In this regular post, we round-up FinTech-related financial services regulatory developments for the week ending 8 December 2023.
ICYMI
- APP Fraud – the UK is increasingly looking out of step
- Predictions for UK developments in 2024 from our Competition, Regulation and Trade team (Part 1)
- Terraform not on Terra Firma – Singapore court refuses to stay crypto claims in favour of arbitration
- Hong Kong lays out comprehensive guidance on crypto and tokenised securities-related activities by intermediaries, along with guidance on tokenisation of investment products
Global
BCBS: Outcome of December meeting on policy and supervisory initiatives
Following its December meeting, the Basel Committee on Banking Supervision (BCBS) has announced a series of actions, including plans to consult on targeted revisions to the standard on cryptoassets. A consultation will be published in December. [8 Dec 2023]
#Cryptoasset
IAIS: Thematic review: Regulation and supervision of AI and ML in insurance
The International Association of Insurance Supervisors (IAIS) has published a summary of its ongoing efforts in the area of the adoption of artificial intelligence and machine learning (AI/ML) in the insurance sector, following its thematic review of existing guidance on AI/ML and model risk management (MRM) from 12 supervisory authorities and international organisations. The key findings include:
- at the international level, the existing IAIS Insurance Core Principles (ICPs) which, by design, address the management of risk-related outcomes (rather than specific causes), continue to be applicable and appropriate for supervisors overseeing the use of AI/ML models;
- that AI/ML-specific policy responses are at different stages of maturity – both in terms of scope and applicability; and
- work to develop AI/ML specific policy responses across the interviewed jurisdictions typically involves significant collaborative efforts between prudential and conduct supervisors with insurers, AI/ML-related firms and other domestic stakeholders (such as government agencies and academics). [7 Dec 2023]
#AI #ML
FSB publishes toolkit for enhancing third-party risk management and oversight
The Financial Stability Board (FSB) has published a toolkit for financial authorities and financial institutions (FIs) for their third-party risk management and oversight. The toolkit promotes comparability and interoperability of regulatory and supervisory approaches across sectors and jurisdictions. It comprises:
- a list of common terms and definitions to improve clarity and consistency regarding third-party risk management across FIs;
- tools to help FIs identify critical services and manage potential risks throughout the lifecycle of a third-party service relationship; and
- tools for supervising how FIs manage third-party risks, and for identifying, monitoring, and managing systemic third-party dependencies and potential systemic risks.
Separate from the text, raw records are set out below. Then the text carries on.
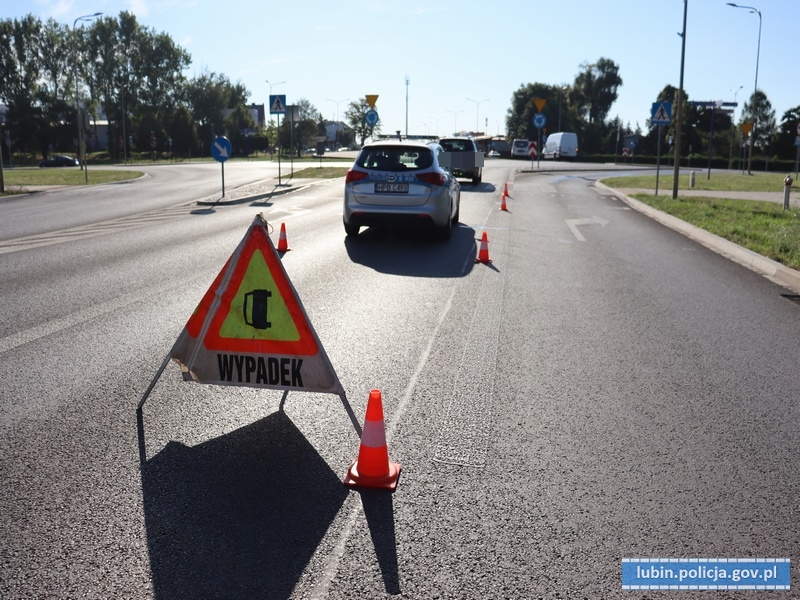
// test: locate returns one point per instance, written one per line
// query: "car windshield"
(457, 145)
(395, 158)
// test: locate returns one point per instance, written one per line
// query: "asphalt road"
(605, 388)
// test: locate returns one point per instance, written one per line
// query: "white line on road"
(573, 225)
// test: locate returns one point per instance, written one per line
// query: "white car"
(401, 184)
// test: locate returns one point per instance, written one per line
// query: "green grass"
(719, 182)
(19, 179)
(763, 227)
(321, 172)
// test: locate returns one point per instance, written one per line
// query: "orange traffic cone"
(483, 253)
(372, 468)
(283, 245)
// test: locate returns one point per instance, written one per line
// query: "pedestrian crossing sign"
(661, 113)
(277, 104)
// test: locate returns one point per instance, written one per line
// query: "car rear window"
(457, 145)
(395, 158)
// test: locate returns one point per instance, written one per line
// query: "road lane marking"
(573, 225)
(83, 232)
(465, 433)
(320, 587)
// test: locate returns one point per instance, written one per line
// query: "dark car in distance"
(463, 157)
(60, 161)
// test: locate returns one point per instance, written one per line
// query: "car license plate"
(391, 188)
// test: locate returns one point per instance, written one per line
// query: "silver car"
(401, 184)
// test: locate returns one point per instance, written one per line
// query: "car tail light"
(434, 178)
(354, 176)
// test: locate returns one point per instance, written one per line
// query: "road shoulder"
(771, 269)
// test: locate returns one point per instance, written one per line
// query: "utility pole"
(407, 80)
(676, 172)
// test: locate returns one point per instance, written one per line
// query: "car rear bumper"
(435, 214)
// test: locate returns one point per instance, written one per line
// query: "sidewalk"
(776, 197)
(772, 270)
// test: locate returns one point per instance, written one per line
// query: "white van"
(561, 145)
(519, 149)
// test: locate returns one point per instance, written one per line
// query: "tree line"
(584, 106)
(134, 77)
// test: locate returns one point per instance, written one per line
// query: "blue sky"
(453, 51)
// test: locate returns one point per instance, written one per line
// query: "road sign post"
(797, 155)
(221, 150)
(539, 121)
(277, 106)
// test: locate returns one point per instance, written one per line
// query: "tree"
(519, 117)
(595, 89)
(784, 141)
(354, 115)
(20, 82)
(760, 108)
(236, 125)
(207, 95)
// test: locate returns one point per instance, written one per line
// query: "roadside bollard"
(787, 186)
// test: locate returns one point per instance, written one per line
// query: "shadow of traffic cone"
(283, 245)
(483, 253)
(372, 468)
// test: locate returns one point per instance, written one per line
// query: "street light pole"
(437, 119)
(678, 123)
(81, 145)
(336, 117)
(407, 82)
(733, 125)
(477, 106)
(752, 136)
(455, 116)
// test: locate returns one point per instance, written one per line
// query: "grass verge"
(20, 178)
(719, 182)
(763, 227)
(321, 172)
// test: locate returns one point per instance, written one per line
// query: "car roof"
(412, 143)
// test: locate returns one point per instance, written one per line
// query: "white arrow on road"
(573, 225)
(223, 151)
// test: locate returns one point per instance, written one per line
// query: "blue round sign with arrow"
(371, 117)
(221, 149)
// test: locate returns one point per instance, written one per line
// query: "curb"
(282, 190)
(771, 269)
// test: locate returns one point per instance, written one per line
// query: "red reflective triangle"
(253, 279)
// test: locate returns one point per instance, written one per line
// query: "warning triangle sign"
(251, 329)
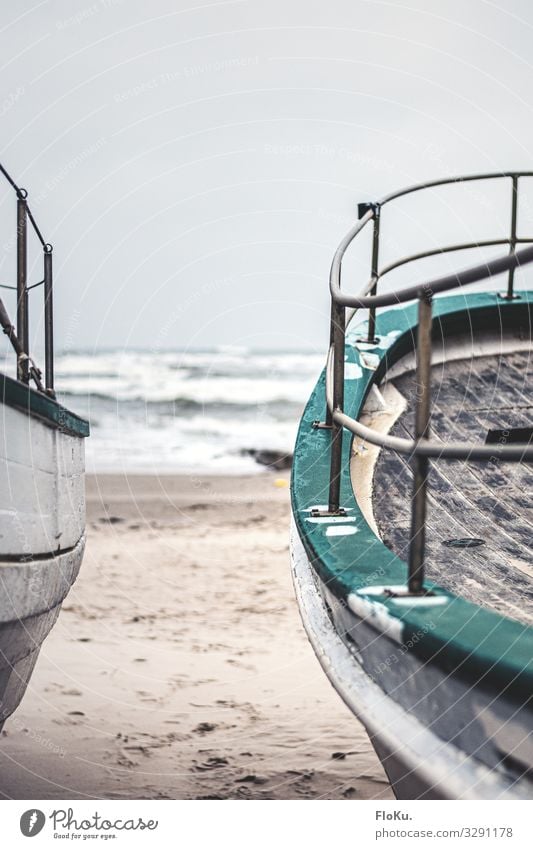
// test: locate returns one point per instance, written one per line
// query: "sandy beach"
(179, 668)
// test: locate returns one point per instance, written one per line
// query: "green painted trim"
(459, 637)
(28, 400)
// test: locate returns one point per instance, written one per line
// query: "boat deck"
(488, 505)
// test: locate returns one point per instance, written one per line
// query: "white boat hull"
(42, 524)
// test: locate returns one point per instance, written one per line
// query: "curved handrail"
(421, 448)
(440, 284)
(19, 339)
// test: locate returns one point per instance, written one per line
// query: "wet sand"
(179, 668)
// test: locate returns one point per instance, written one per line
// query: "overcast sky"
(195, 163)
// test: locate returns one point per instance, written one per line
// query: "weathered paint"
(458, 637)
(33, 403)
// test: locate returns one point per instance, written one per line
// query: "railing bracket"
(325, 514)
(363, 208)
(407, 593)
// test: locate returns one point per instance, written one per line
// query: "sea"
(207, 412)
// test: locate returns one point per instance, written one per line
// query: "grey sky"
(195, 164)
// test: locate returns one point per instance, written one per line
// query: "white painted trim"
(435, 762)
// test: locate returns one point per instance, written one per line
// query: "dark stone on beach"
(276, 460)
(251, 779)
(204, 727)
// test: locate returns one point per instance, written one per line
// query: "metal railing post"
(421, 464)
(48, 321)
(338, 335)
(512, 246)
(374, 273)
(22, 291)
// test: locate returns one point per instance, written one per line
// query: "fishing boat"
(42, 496)
(412, 513)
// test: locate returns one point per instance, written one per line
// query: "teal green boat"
(412, 505)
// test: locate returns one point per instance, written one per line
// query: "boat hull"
(42, 525)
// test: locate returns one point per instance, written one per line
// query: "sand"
(179, 668)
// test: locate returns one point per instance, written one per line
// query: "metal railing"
(19, 337)
(421, 448)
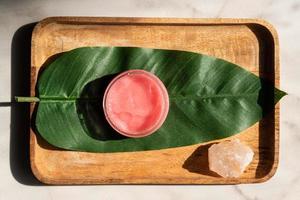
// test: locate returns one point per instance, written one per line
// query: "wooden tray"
(250, 43)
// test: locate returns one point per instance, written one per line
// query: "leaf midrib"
(171, 97)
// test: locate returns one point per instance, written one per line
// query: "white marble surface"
(284, 15)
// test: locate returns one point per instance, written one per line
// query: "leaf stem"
(27, 99)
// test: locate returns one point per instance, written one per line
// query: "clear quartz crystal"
(229, 158)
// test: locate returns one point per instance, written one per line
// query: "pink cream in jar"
(136, 103)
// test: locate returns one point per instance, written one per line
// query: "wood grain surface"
(250, 43)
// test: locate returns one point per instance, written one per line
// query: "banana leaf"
(210, 98)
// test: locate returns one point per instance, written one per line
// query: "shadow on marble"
(20, 112)
(267, 124)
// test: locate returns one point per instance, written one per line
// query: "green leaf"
(209, 98)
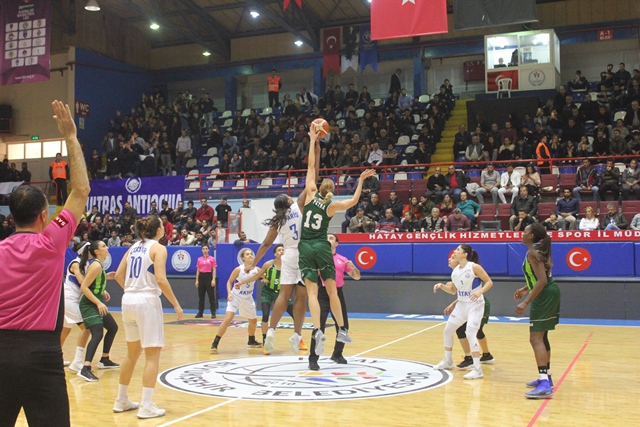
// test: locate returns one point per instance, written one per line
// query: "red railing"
(248, 184)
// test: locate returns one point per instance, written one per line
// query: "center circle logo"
(366, 257)
(181, 260)
(133, 185)
(287, 378)
(578, 259)
(537, 77)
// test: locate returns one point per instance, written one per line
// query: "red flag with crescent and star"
(286, 4)
(331, 50)
(407, 18)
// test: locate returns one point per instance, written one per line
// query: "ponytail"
(147, 227)
(281, 207)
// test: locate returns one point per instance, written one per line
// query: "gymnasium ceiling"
(213, 23)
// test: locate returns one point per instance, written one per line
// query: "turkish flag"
(331, 50)
(407, 18)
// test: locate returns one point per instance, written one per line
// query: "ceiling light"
(92, 6)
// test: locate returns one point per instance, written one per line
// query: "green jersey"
(315, 220)
(273, 278)
(530, 275)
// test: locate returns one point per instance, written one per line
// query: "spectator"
(222, 211)
(361, 223)
(589, 222)
(567, 208)
(436, 184)
(409, 223)
(489, 183)
(455, 181)
(613, 220)
(521, 221)
(394, 204)
(586, 180)
(433, 222)
(524, 202)
(242, 239)
(631, 180)
(469, 208)
(609, 180)
(388, 224)
(457, 222)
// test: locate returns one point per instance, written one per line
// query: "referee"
(31, 297)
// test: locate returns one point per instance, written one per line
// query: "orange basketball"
(321, 126)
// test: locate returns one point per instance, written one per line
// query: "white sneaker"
(343, 337)
(320, 338)
(268, 341)
(445, 364)
(294, 343)
(474, 374)
(150, 411)
(76, 366)
(127, 405)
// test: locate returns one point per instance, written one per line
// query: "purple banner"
(139, 192)
(26, 41)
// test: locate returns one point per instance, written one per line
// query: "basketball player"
(466, 281)
(461, 331)
(142, 273)
(544, 297)
(342, 265)
(95, 314)
(31, 372)
(72, 293)
(287, 223)
(270, 272)
(315, 250)
(240, 299)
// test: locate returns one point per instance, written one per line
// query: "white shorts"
(142, 319)
(72, 314)
(246, 306)
(470, 312)
(289, 270)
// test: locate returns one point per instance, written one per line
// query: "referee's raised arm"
(80, 188)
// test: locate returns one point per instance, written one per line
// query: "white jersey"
(246, 290)
(140, 275)
(291, 229)
(466, 282)
(71, 284)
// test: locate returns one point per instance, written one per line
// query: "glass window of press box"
(502, 51)
(534, 49)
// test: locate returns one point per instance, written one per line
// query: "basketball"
(321, 126)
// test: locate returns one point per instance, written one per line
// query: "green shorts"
(89, 311)
(316, 257)
(545, 309)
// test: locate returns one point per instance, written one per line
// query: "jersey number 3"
(315, 224)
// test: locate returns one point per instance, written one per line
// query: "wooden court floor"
(596, 371)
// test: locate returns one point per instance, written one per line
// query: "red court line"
(557, 386)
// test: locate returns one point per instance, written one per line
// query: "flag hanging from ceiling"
(407, 18)
(331, 51)
(351, 39)
(368, 49)
(286, 4)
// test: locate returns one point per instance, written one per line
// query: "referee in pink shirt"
(343, 265)
(31, 295)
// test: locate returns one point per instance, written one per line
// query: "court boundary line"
(202, 411)
(564, 375)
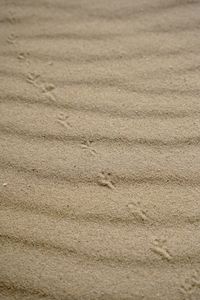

The toolkit is designed to complement and build on, and not replace, relevant existing standards and guidance by international standard-setting bodies and financial authorities. [4 Dec 2023]
#Outsourcing #Cyber #OpRes
UK
NAO: Report – Time delay between FCA identification of an issue and regulatory action
The National Audit Office (NAO) has published a report of its review of the FCA’s efforts to respond to the changes in its regulatory powers and remit, as well as to the pace of change in the market. Findings from the report include:
- that there can be a significant delay between the FCA identifying an issue and taking action;
- the FCA is carrying out significant work adapting to the changes, and has spent £317m on its change programme between 2020 and 2023; and
- that a shortage of crypto skills meant the FCA took longer than planned to register crypto-asset firms under money laundering regulations in 2021, and it still finds it difficult to recruit and retain staff with these skills.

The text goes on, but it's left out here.